Aaron Miller, who teaches nonprofit management and ethics in the Romney Institute at BYU, has two excuses why the LDS Church doesn’t contribute more to humanitarian causes.
- Unexpected negative impacts
- It’s hard to do.
To quote Aaron:
A recent study by my colleagues Curtis Child and Eva Witesman showed that in prosocial initiatives, people are prone to assume only good outcomes and not anticipate bad ones. This is despite the reality that unintended negative consequences and waste are a constant risk of philanthropic giving.
All significant actions have the potential for unintended consequences. I used to work as a water resource planner. All of our projects had the potential for negative impacts. Does that mean you should not pursue the projects if the benefits far out way the costs? No, but it does mean you should mitigate any negative impacts. Aaron’s reasoning here is unconvincing.
Aaron goes on:
Distributing a huge amount like $100 billion in a way that has a reliable, positive impact would be very, very hard to do, and would require a kind of effort far beyond what people realize.

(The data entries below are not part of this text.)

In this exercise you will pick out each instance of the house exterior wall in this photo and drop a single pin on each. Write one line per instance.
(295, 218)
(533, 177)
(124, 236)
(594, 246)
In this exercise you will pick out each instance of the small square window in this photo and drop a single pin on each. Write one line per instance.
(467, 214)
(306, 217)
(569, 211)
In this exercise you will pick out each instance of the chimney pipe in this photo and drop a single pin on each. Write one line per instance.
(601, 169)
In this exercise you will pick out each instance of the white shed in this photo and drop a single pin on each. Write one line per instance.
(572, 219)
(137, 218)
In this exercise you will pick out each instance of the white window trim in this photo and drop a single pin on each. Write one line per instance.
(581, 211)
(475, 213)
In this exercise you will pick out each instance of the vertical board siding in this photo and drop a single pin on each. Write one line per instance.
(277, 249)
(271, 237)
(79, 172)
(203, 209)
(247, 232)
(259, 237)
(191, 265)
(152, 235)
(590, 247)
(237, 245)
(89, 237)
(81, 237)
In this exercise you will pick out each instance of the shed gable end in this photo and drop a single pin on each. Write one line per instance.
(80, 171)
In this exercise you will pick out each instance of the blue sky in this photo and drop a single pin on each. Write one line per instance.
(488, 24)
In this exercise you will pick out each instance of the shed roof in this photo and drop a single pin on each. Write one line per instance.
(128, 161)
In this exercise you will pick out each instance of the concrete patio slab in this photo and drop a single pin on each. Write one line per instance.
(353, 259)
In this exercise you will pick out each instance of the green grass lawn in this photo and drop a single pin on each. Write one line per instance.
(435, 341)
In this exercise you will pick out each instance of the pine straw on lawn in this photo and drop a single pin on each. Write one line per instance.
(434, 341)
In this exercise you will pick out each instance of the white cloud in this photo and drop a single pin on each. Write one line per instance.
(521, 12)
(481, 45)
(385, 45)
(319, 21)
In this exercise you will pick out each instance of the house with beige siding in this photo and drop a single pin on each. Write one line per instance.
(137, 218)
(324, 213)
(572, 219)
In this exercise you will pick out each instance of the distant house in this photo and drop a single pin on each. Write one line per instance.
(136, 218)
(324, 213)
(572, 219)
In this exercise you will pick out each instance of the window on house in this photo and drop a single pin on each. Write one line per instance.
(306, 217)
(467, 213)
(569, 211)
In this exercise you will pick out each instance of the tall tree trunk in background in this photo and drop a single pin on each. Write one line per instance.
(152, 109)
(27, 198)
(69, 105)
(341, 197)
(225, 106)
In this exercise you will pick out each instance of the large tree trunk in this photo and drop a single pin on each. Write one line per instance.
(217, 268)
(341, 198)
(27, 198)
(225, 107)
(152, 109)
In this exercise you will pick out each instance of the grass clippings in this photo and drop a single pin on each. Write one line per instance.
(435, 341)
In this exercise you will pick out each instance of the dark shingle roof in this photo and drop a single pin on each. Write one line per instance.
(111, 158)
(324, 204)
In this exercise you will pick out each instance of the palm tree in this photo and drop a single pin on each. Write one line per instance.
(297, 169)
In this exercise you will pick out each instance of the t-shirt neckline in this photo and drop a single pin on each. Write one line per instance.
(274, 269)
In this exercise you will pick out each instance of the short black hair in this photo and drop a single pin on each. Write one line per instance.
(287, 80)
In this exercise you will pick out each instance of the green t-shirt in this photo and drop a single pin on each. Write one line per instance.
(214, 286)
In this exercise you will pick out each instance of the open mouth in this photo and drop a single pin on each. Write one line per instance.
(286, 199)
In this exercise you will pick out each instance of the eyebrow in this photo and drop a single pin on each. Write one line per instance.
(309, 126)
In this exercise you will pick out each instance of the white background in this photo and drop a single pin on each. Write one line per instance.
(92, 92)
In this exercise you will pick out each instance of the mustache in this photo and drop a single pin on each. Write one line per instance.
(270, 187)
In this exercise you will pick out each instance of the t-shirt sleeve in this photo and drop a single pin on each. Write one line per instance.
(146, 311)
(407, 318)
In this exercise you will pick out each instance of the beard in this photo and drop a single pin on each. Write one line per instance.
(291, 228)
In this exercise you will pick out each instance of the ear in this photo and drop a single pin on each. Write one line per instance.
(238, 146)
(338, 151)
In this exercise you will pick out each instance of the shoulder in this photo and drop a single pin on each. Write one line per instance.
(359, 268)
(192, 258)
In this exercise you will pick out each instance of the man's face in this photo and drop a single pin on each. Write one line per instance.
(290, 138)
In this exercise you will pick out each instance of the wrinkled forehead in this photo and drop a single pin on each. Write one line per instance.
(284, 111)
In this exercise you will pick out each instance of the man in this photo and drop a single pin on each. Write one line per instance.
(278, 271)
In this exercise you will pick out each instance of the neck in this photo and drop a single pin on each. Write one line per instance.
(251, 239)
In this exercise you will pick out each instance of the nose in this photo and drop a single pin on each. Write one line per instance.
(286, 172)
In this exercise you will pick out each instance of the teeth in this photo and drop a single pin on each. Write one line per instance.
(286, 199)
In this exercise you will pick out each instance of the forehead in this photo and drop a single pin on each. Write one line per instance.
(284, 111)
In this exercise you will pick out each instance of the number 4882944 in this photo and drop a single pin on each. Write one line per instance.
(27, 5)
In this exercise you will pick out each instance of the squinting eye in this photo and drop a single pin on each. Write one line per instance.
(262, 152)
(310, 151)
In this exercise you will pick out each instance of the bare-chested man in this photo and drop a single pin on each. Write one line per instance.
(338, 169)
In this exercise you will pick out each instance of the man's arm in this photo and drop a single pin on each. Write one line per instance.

I don’t know how to respond this assertion. Nobody is saying the Church needs to give away the whole $100B. And nobody has suggested that donating large amounts to humanitarian efforts would be easy. The Church has had 35 years experience giving away its relatively small $2.2B. Certainly they’ve learned enough to serious ramp up their humanitarian efforts. The Church should be giving away at least $2.2B/yr. I agree it may take a little time to reach that goal, but let’s get started. Since when does the Church walk away from challenges?
The 4th mission of the Church is to help the poor. Let’s make a serious effort. This is a no-brainer, the Church needs to do more.